Wells, the primary author of “Separate but Equal? Desegregating Baltimore’s Golf Courses,” which was published in 2008, said Carroll Park, like every other golf course in the city, was off-limits to Black golfers until 1934 when it fell under the nation’s “separate but equal” policies at the time.
“Nothing that was ‘separate but equal’ was actually equal,” said Wells, who is now park manager at Goblin Valley State Park in Green River, Utah. “In the case of Carroll Park, it was only nine holes, it was sand greens, there was industrial waste just everywhere, and it was no surprise that was the one that was handed to people of color. So what Carroll Park became then was a microcosm of the way African-Americans were treated by the ‘separate but equal’ law.”
Baltimore officials tried to placate Black golfers by allowing them to play on Mondays, Wednesdays and Fridays despite the fact that many of those golfers had to work on those days. On the rare occasions they could play, they had to deal with the indignity of a substandard course.
“One of the sadder things I heard during my research was the African American golfers had leagues throughout the East Coast, and they would invite teams down from New York and Philadelphia, which were fully desegregated, and they had to golf on the worst course,” Wells said. “It was an embarrassment both for those clubs and for the city to be segregated that way. Others were progressing, but Baltimore was not.”
Legal action forced officials to begin renovations at Carroll Park, but the cost became so excessive that by 1951, all courses were opened to golfers regardless of race.
“Eventually they just decided, ‘We can’t afford this,’ and even when they improved the nine holes, all of the golf courses were desegregated due to the battle at Carroll Park,” Wells said. “And then after that, other facilities like ball fields and swimming pools were all desegregated as a result of this battle.”

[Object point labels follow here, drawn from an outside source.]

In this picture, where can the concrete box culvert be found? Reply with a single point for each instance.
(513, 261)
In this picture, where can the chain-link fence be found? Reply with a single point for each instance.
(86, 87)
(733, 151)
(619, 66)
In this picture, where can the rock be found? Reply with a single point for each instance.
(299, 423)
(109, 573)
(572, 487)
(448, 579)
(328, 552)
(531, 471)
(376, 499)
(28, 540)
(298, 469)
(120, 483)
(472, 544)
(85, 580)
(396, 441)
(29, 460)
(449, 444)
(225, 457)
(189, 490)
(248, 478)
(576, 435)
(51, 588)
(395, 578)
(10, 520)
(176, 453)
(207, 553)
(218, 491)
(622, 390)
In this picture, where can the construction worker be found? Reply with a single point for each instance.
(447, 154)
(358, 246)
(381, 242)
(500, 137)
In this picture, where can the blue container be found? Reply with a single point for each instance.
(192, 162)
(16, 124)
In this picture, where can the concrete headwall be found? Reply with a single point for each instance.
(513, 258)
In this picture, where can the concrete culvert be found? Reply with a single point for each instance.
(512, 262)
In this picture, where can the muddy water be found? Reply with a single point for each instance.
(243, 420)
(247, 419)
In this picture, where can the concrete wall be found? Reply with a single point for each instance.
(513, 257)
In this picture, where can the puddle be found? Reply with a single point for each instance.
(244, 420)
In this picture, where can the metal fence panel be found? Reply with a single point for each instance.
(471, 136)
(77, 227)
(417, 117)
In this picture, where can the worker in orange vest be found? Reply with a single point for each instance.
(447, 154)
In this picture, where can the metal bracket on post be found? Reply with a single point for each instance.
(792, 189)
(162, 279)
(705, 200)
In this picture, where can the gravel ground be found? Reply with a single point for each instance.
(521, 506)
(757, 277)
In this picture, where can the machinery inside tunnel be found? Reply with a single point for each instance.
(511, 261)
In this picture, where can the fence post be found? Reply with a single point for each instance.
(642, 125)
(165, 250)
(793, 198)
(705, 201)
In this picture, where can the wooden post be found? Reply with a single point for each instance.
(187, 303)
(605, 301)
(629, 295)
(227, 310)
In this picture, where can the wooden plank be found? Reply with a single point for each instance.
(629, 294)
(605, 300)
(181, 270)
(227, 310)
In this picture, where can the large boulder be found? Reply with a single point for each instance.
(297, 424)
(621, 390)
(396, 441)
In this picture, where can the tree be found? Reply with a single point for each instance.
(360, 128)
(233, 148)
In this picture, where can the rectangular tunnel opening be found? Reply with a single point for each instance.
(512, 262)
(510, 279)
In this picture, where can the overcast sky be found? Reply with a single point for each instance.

Before desegregation, Black golfers had to travel to Philadelphia or Washington to play. Others who couldn’t make those trips could stick around the game by caddying for white customers.
“You didn’t have a place to practice, you didn’t have a place to play,” Williams said. “The only time you could get a chance to play was to be a caddie because you got a chance to hit around after your work was done for the day. So it was really difficult, but it was a game that they loved. So they continued to try to get access to these places or just play a round wherever they could.”
Despite the barriers, Black golfers flocked to Carroll Park. Goburn-Smith — who chaired the Pitch and Putt Golf Club’s monument committee along with Penny Taylor and Shirley Marcus Buckner — said prominent local business owner Willie Adams played there frequently and would often invite former world champion boxer Joe Louis to join him for a round.
Pierce said he hopes future Carroll Park golfers take the time to learn a little history about these golfers who stood up against something that wasn’t right and created positive change.
“And it wasn’t something that happened overnight,” he said. “That’s many years of struggle that we want people to know about.”
Wells said he is honored that his paper served to fuel the project.
“Any academic you talk to is going to be really happy when they hear that they pulled a piece of history, and they wrote about it, and it’s an interesting story, but when a community sees that and it means something to them at the ground level, that’s your dream,” he said. “That’s what you always want to hear, that it’s more than just an academic project, that you’re actually impacting the community.”
Goburn-Smith said it is no coincidence that the Pitch and Putt Golf Club chose to commemorate Carroll Park’s history on Feb. 1, the start of Black History Month.
“It is gratifying to have an idea actually manifest itself into reality,” she said. “It’s going to be something that you can see and touch. And people will remember it. They might not remember me, but they will remember the monument.”